Sang suami minta ijin pada mandor untuk pulang kerumah sebentar, dan
kecurigaannya pun terbukti, sang istri sedang……………………………………. (waktu itu aku masih kecil jadi gak paham
istilah ............, emangnya lagi ngapain? :)) Kejadian berikutnya… anda
tentu sudah bisa membayangkan dan melanjutkan ceritanya sendiri, hehehe...
Kampung itu terletak di tengah perkebunan karet milik PT
Lonsum di daerah Langkat. Kakek buyut emakku dari Tanah Karo yang
pertama kali merantau dan membuka hutan di daerah itu. Semua suku Karo yang
mendiami kampung masih ada hubungan saudara. Setiap kepala keluarga mempunyai
lahan lumayan cukup untuk di tanami karet, cengkeh, padi atau tanaman lainnya. Suku Karo mendiami sepanjang sisi jalan
dengan berbagai model rumah.
Ada rumah panggung seperti rumah-rumah orang Melayu/Deli,
model rumah agak modern berjendela kaca atau model rumah toko/ruko.
Berseberangan dengan kediaman suku Karo terdapat perumahan buruh perkebunan
yang disebut dengan istilah “Pondok”. Perumahan ini terbuat dari papan dengan
model seragam, tersusun rapi di sepanjang sisi jalan berjajar ke belakang.

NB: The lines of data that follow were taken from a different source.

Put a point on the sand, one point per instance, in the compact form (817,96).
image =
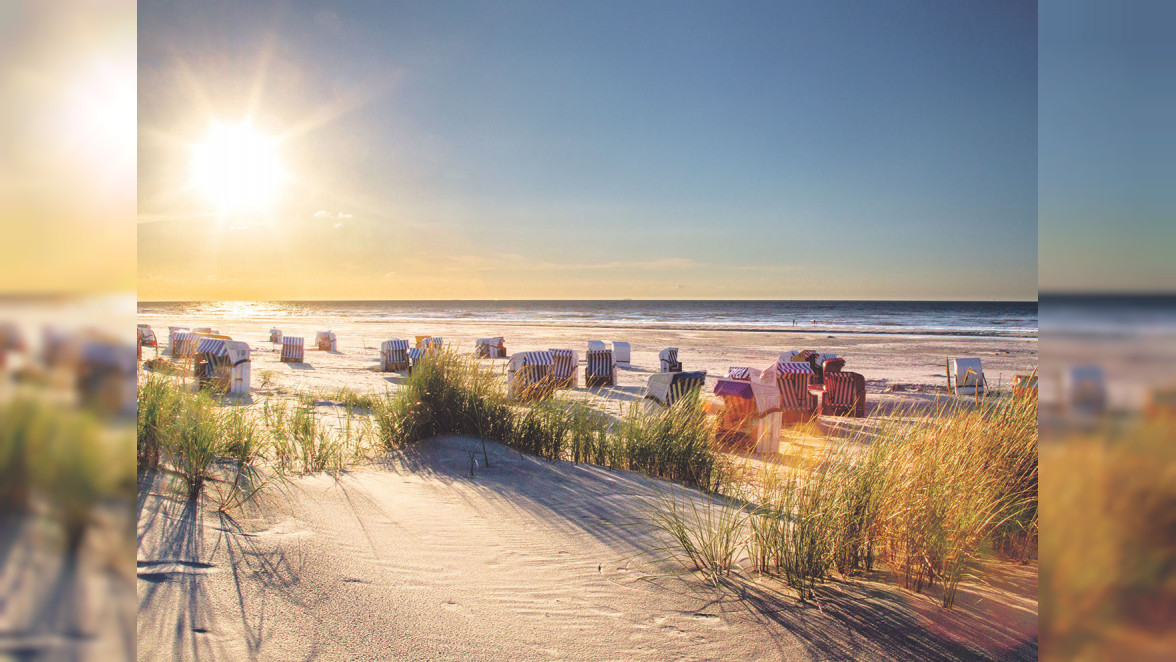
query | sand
(526,560)
(411,557)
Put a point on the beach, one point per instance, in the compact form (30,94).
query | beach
(910,366)
(427,553)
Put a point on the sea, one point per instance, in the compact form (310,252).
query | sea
(995,319)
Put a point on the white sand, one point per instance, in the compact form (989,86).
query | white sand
(411,559)
(527,560)
(884,360)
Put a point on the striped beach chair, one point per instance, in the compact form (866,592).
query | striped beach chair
(750,412)
(794,378)
(106,374)
(622,353)
(667,388)
(1026,386)
(844,394)
(173,335)
(433,345)
(683,383)
(599,368)
(292,349)
(563,367)
(222,366)
(529,375)
(1084,389)
(326,341)
(668,359)
(185,345)
(393,355)
(489,348)
(966,376)
(739,373)
(415,355)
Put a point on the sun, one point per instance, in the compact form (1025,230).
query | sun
(236,169)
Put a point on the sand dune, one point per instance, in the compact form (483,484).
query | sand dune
(413,559)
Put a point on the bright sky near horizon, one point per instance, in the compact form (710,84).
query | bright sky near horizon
(595,151)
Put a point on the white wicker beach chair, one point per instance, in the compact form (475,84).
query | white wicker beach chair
(563,367)
(966,376)
(529,375)
(292,349)
(668,359)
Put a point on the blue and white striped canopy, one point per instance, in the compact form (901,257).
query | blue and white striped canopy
(793,367)
(538,359)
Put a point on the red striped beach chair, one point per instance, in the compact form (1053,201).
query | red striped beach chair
(794,379)
(394,355)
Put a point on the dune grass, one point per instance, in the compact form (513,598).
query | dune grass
(929,495)
(453,394)
(1110,573)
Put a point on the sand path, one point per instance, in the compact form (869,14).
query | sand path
(527,560)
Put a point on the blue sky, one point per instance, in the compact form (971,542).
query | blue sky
(556,149)
(1108,151)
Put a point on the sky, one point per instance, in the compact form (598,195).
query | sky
(1108,146)
(595,151)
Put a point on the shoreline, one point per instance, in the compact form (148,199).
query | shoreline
(616,325)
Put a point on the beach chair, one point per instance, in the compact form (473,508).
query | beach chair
(599,368)
(529,375)
(1161,403)
(621,353)
(739,373)
(59,348)
(563,367)
(794,380)
(393,355)
(750,412)
(185,345)
(106,375)
(222,366)
(292,349)
(326,341)
(12,339)
(489,348)
(668,359)
(415,355)
(667,388)
(966,376)
(844,395)
(173,334)
(1026,386)
(145,338)
(1084,389)
(433,345)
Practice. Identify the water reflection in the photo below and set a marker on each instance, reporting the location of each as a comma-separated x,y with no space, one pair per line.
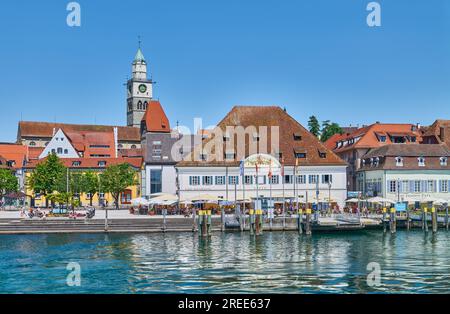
277,262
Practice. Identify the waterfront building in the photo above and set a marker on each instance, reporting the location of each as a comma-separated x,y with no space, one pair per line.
406,172
96,165
351,147
14,157
310,171
162,148
39,134
438,133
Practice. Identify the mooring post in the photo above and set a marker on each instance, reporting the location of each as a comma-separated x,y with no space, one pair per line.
446,217
300,220
222,219
434,219
393,221
308,222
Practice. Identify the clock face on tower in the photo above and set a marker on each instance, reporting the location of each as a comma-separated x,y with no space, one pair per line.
142,88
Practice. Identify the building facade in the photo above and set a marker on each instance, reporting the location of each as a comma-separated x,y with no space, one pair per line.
406,172
309,171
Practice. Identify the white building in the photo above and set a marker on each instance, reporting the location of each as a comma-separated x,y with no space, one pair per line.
320,174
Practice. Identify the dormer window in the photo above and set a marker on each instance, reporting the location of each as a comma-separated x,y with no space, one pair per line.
421,161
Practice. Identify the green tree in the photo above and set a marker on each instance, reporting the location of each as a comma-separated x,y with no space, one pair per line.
90,184
48,177
314,126
329,129
116,179
8,182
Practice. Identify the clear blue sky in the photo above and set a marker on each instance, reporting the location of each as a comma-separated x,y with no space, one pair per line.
313,57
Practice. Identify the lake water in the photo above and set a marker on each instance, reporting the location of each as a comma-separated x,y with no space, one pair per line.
410,262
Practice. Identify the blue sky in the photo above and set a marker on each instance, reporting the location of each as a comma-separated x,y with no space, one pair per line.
313,57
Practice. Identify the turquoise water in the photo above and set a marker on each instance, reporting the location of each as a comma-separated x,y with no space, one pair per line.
227,263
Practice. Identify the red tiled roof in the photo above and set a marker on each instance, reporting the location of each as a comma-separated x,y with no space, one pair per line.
269,116
14,152
90,163
155,118
369,136
45,129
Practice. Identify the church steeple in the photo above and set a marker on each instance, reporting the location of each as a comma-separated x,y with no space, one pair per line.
139,89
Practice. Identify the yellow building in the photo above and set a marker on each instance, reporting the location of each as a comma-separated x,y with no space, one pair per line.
96,165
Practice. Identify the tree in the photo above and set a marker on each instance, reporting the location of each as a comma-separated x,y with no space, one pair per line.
48,177
329,129
8,182
116,178
314,126
90,184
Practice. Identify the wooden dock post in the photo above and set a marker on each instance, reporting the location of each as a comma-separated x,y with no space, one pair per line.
300,220
434,219
446,217
222,219
384,219
308,221
393,221
425,219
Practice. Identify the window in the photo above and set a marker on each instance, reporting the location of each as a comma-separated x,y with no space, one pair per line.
421,161
313,179
392,186
327,178
194,180
275,179
288,179
207,180
155,181
220,180
301,179
232,180
443,186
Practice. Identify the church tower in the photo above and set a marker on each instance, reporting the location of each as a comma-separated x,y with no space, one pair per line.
139,91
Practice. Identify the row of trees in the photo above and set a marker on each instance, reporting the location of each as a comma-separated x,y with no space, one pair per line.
324,132
57,184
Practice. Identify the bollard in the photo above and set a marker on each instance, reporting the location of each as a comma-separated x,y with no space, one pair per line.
425,219
446,217
300,220
308,222
434,219
222,219
393,221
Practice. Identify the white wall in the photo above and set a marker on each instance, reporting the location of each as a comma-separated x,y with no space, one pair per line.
338,188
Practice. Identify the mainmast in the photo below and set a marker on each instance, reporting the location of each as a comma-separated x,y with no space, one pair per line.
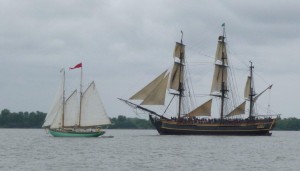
223,68
252,94
64,97
181,89
80,101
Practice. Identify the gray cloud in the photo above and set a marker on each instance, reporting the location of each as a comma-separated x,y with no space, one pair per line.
124,44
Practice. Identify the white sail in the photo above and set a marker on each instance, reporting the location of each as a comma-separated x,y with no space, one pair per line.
92,109
175,76
203,110
257,96
179,50
217,78
71,113
247,88
158,94
57,106
238,110
143,93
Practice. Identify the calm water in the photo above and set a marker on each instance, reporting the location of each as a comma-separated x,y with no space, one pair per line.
33,149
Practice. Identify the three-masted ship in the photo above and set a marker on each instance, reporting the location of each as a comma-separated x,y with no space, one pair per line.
198,121
70,117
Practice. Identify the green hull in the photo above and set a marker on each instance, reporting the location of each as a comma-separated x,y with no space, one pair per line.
58,133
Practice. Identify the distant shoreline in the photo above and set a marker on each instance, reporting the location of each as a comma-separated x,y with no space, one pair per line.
35,120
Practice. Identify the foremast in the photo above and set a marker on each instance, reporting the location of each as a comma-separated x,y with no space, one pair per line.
252,93
219,82
223,87
181,72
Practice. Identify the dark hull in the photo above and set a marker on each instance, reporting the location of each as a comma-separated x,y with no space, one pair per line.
168,127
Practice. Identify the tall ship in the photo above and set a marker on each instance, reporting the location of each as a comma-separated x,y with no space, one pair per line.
233,116
79,115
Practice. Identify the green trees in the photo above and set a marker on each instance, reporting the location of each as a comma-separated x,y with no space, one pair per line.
289,124
121,122
36,119
21,119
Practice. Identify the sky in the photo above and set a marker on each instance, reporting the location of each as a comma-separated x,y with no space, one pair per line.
123,45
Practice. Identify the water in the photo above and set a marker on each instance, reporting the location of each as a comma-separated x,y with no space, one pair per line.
33,149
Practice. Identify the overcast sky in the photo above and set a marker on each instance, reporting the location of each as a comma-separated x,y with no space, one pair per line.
125,44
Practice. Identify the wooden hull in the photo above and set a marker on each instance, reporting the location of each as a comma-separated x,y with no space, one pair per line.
67,133
168,127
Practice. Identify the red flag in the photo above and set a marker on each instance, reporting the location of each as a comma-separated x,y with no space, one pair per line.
76,66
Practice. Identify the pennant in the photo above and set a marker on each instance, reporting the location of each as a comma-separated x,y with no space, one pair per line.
76,66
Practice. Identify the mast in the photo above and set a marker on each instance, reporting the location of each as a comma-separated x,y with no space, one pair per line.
223,88
251,90
180,79
80,101
64,97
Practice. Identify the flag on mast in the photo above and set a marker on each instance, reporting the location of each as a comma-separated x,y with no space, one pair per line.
76,66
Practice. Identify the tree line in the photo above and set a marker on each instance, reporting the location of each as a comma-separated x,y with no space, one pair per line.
36,119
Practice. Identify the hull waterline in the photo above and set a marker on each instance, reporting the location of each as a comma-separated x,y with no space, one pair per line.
58,133
173,128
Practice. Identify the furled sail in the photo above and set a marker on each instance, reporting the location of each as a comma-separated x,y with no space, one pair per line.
217,78
257,96
71,113
179,50
143,93
57,106
203,110
175,76
92,109
57,122
158,94
220,72
247,88
238,110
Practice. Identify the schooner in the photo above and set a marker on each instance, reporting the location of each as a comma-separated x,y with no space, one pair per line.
70,117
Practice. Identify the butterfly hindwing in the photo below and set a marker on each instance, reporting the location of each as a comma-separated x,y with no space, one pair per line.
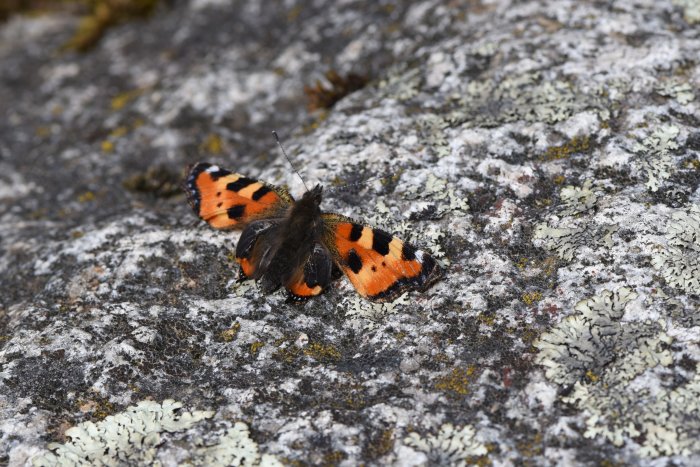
315,275
379,265
229,200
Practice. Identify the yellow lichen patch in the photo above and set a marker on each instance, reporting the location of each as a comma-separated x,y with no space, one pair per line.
86,197
118,132
532,297
212,144
592,377
522,262
573,146
43,131
121,100
230,334
532,447
457,381
487,319
322,352
333,458
107,146
694,164
255,347
294,12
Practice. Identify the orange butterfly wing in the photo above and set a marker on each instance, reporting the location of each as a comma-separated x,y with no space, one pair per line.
229,200
379,265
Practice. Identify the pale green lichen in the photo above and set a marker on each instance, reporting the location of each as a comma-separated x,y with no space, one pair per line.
679,260
451,446
442,193
526,97
365,314
130,437
656,160
681,91
234,447
586,340
577,200
691,10
612,366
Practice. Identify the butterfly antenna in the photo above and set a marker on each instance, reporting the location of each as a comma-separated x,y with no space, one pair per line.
289,160
360,183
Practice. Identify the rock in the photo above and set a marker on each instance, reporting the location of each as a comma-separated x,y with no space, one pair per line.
546,153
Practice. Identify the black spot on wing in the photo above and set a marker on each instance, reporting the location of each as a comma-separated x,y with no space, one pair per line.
236,211
190,184
430,273
239,184
408,253
260,192
356,232
354,262
319,267
257,230
380,241
217,174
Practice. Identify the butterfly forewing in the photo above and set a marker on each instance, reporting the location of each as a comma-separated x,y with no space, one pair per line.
229,200
379,265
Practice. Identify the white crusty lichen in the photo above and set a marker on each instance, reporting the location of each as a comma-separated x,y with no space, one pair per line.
451,446
127,438
691,10
567,242
364,314
616,370
578,200
234,447
679,261
133,437
656,160
585,340
681,91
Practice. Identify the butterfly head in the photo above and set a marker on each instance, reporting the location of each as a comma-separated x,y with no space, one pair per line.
314,195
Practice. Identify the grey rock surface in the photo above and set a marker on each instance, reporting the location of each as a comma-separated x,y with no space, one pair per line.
546,152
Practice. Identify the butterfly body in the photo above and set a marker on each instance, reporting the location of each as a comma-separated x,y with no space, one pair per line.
293,244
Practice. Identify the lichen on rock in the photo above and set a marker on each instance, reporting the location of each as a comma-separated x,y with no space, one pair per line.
450,446
131,437
679,260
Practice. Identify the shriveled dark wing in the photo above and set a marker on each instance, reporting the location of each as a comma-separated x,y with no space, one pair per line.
314,277
256,244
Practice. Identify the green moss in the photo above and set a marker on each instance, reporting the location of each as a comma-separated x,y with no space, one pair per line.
104,14
255,347
325,353
574,146
213,144
532,297
160,181
98,407
458,381
381,444
228,335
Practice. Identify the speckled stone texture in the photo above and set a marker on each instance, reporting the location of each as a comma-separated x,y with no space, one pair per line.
546,152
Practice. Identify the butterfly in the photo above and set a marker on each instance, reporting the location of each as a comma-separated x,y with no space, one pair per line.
293,244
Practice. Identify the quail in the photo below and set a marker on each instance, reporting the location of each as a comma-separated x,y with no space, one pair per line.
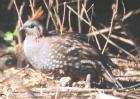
66,51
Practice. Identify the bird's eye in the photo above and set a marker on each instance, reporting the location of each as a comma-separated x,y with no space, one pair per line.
32,26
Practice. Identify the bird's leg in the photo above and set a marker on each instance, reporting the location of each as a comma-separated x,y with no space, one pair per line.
88,81
110,77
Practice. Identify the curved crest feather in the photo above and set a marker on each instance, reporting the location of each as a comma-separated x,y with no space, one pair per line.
39,14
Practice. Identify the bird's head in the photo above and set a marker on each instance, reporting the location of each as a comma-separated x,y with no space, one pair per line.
33,26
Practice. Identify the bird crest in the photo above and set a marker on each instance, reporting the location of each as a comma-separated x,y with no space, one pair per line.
39,14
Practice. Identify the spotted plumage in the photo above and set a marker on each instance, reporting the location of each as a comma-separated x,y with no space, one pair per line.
67,52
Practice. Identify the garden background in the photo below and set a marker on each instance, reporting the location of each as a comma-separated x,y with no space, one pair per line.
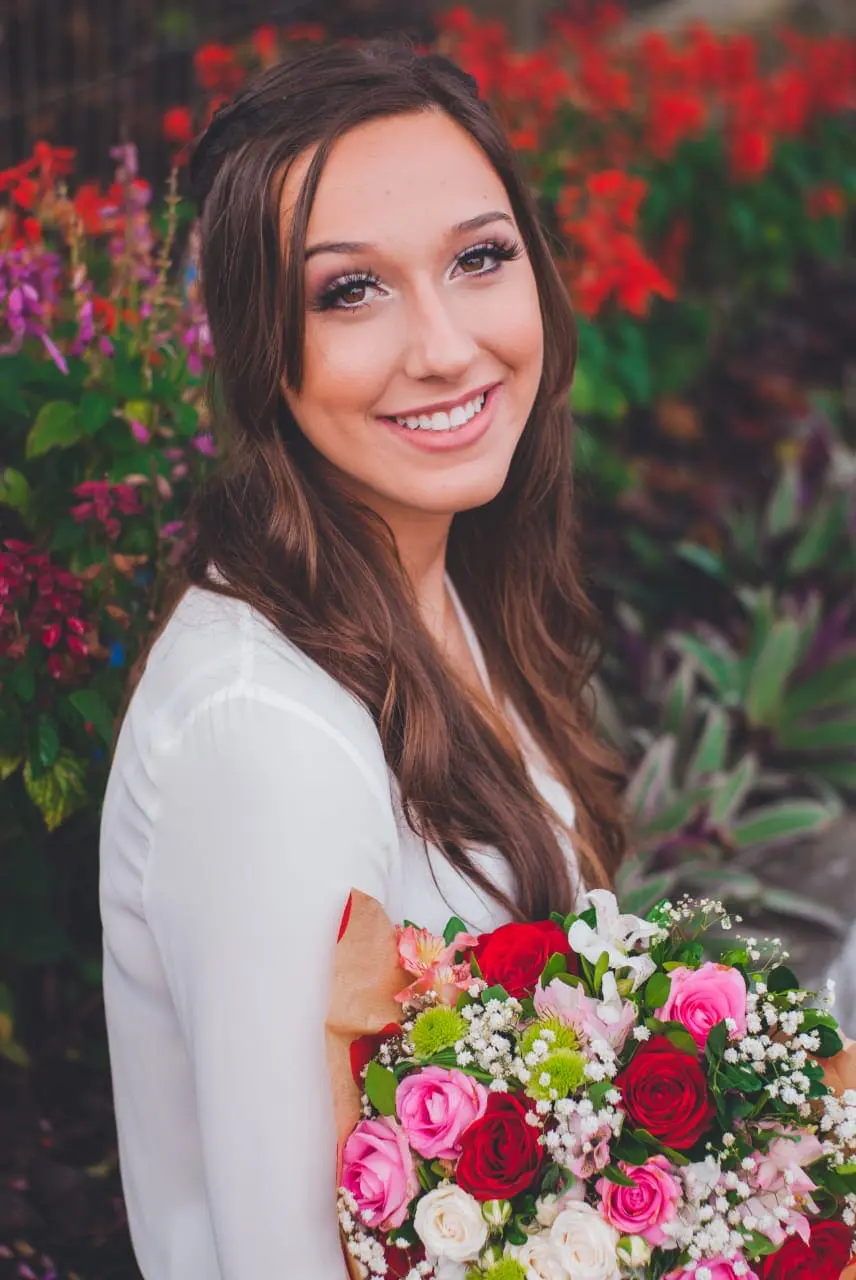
699,186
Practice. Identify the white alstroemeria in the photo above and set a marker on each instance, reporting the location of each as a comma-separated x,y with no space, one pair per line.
634,1252
616,935
586,1244
539,1258
451,1225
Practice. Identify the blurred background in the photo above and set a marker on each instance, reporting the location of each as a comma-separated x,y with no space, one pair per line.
695,167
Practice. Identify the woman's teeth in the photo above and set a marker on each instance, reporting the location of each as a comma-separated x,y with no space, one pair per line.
458,416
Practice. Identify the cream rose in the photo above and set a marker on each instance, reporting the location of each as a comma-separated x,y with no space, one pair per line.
585,1244
539,1258
451,1225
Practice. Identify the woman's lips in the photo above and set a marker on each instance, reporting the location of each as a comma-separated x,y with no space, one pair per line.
457,437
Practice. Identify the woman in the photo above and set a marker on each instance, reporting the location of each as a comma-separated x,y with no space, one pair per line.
376,672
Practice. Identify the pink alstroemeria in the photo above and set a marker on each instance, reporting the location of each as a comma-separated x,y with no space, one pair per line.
431,960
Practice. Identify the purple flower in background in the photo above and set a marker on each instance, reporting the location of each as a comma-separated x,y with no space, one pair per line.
28,298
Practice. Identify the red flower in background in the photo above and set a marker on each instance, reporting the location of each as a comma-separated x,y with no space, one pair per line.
673,117
105,503
825,202
218,68
265,42
40,602
750,154
178,126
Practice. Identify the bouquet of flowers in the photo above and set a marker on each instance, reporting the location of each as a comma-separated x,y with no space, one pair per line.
590,1098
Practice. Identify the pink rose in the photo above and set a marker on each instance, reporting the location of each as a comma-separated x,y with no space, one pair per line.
641,1210
378,1170
435,1106
718,1269
699,999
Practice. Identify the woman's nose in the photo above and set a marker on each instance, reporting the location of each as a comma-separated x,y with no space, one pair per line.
438,344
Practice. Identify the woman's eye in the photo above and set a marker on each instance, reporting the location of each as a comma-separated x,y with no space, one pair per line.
485,259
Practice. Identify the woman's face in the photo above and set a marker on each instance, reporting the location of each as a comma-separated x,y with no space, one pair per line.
424,337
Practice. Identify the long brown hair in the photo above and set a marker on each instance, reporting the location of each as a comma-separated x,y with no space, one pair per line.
324,568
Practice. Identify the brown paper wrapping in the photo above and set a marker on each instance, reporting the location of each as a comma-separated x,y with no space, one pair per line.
366,977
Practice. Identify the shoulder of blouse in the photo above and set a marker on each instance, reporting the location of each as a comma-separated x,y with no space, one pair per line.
216,650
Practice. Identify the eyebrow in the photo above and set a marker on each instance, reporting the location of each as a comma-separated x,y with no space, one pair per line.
468,224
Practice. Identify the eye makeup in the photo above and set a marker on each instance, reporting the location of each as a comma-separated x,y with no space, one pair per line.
333,296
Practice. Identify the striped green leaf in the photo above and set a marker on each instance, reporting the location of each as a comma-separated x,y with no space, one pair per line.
709,755
732,791
781,823
772,671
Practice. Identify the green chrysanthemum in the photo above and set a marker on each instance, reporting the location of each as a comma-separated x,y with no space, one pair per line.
562,1037
566,1073
509,1269
436,1029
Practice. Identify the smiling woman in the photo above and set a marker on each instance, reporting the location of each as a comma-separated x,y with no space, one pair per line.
374,671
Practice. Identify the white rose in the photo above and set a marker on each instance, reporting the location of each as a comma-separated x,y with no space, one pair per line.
451,1225
586,1246
546,1210
634,1251
539,1260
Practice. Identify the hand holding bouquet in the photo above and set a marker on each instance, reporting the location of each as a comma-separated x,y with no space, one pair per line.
589,1098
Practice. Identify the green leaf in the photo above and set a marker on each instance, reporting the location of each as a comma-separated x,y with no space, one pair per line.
729,794
96,411
717,1041
819,539
831,1042
60,791
782,979
657,990
719,670
8,766
380,1088
600,969
682,1040
453,928
555,965
616,1175
94,709
783,508
14,489
781,823
56,426
709,755
46,741
832,685
772,671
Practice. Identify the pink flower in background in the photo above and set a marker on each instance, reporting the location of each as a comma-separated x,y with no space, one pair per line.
718,1269
644,1208
378,1170
699,999
435,1106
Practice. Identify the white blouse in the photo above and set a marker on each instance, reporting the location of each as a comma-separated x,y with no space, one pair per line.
247,796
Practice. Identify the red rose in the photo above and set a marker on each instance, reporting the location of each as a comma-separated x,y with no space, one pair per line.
513,955
499,1153
824,1257
665,1091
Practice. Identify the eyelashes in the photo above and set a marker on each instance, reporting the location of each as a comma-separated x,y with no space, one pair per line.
334,296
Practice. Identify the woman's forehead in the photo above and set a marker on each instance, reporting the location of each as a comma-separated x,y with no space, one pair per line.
396,181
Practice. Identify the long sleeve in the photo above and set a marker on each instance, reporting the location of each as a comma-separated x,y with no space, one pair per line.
266,818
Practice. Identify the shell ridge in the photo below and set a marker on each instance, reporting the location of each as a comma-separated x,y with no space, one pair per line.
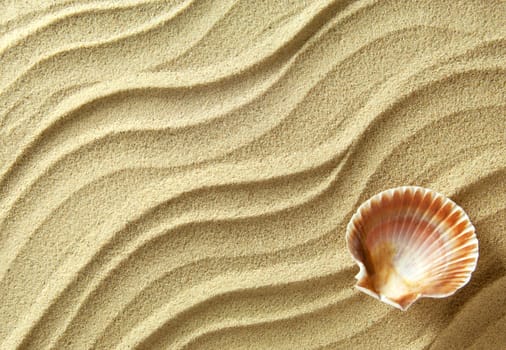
437,228
417,240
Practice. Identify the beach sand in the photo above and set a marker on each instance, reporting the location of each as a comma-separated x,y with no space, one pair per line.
180,174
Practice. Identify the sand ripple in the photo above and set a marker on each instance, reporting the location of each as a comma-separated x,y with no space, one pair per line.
179,174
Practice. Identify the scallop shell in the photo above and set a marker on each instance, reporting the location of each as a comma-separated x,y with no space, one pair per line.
411,242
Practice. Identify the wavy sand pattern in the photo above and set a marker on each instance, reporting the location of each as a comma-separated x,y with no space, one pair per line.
179,174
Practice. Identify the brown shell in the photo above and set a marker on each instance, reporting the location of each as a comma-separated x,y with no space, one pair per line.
411,242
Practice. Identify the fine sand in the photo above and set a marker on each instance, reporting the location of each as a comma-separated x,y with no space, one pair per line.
180,174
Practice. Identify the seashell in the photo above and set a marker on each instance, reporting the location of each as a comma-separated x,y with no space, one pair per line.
411,242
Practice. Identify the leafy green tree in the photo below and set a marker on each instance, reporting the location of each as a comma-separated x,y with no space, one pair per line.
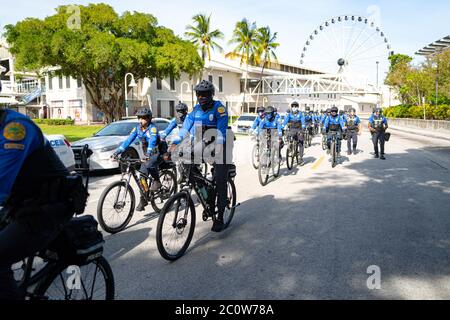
201,35
265,48
102,50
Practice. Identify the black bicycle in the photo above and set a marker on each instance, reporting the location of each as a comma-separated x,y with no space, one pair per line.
72,266
255,153
324,142
269,158
333,147
293,151
176,222
117,202
308,136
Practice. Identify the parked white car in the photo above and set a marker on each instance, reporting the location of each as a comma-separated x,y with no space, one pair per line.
105,142
63,149
244,123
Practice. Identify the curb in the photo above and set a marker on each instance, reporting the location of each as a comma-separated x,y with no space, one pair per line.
422,134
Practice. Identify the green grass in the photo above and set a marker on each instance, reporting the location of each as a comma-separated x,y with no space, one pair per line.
72,133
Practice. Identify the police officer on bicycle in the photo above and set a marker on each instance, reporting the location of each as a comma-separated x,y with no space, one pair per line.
334,124
177,122
272,121
209,116
36,193
378,126
296,122
259,118
353,124
147,133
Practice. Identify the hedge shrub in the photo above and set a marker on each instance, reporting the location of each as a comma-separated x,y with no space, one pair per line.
55,122
441,112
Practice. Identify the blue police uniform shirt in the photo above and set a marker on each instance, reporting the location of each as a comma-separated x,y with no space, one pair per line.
148,136
19,137
334,121
291,118
309,117
172,125
356,119
215,117
374,118
255,125
323,118
274,124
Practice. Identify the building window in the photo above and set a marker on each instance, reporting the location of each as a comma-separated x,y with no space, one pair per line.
220,84
158,108
172,84
50,82
172,108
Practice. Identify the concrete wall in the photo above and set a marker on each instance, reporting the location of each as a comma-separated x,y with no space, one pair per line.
434,125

Pada umumnya buruh perkebunan ini anak keturunan para “Koeli kontrak” yang di datangkan dari
Jawa pada jaman kolonial untuk dipekerjakan di “Onderneming” tembakau di
tanah Deli. Pola perikatan kerja tempo dulu yang disebut “Koeli kontrak” memaksa secara tidak langsung para koeli untuk
“betah” tinggal di “Onderneming”. Karena kenyataannya mereka lebih banyak
berhutang untuk mencukupi kebutuhan sehari-hari. Tidak ada tabungan untuk modal
beralih ke pekerjaan lain, untuk membeli rumah, kebun atau pulang ke kampung
halaman.
Perkampungan Karo di Namorambe
(Deli Serdang Sekarang) Tahun 1880-1890
|
Cara yang ditempuh untuk mempertahankan kelangsungan hidup
adalah menyetujui “rekruitmen” warisan melanjutkan “sistem kontrak”. Anak para
koeli yang hidup pas-pasan dan dibesarkan dalam kondisi yang jauh dari
kecukupan, sejak kecil sudah harus membantu orang-tuanya mencari uang dengan
memetik tembakau. Sehingga nasib mereka pun sama seperti generasi orang-tuanya,
setelah menginjak dewasa menjadi koeli sampai kepada keturunan mereka sekarang
menjadi buruh di perkebunan-perkebunan, salah satunya di perkebunan milik PT
Lonsum di kampung emakku.
Pamanku adalah kepala
kampung yang
tugasnya antara lain menyelesaikan
masalah-masalah yang menimpa warganya. Masalah pencurian, pertikaian kecil
atau perselingkuhan kadang mewarnai kehidupan di kampung itu yang melibatkan
dua suku, tapi tidak pernah sampai
menimbulkan perselisihan antara suku Karo dan Jawa. Dalam banyak hal justru
kedua suku ini saling bantu dan dukung.
Paman mengambil orang-orang pondok untuk mengurus kebunnya
dan menganggap mereka sudah seperti keluarga sendiri. Paman juga punya toko
kelontong yang menyediakan segala kebutuhan sehari-hari. Orang-orang ‘Pondok’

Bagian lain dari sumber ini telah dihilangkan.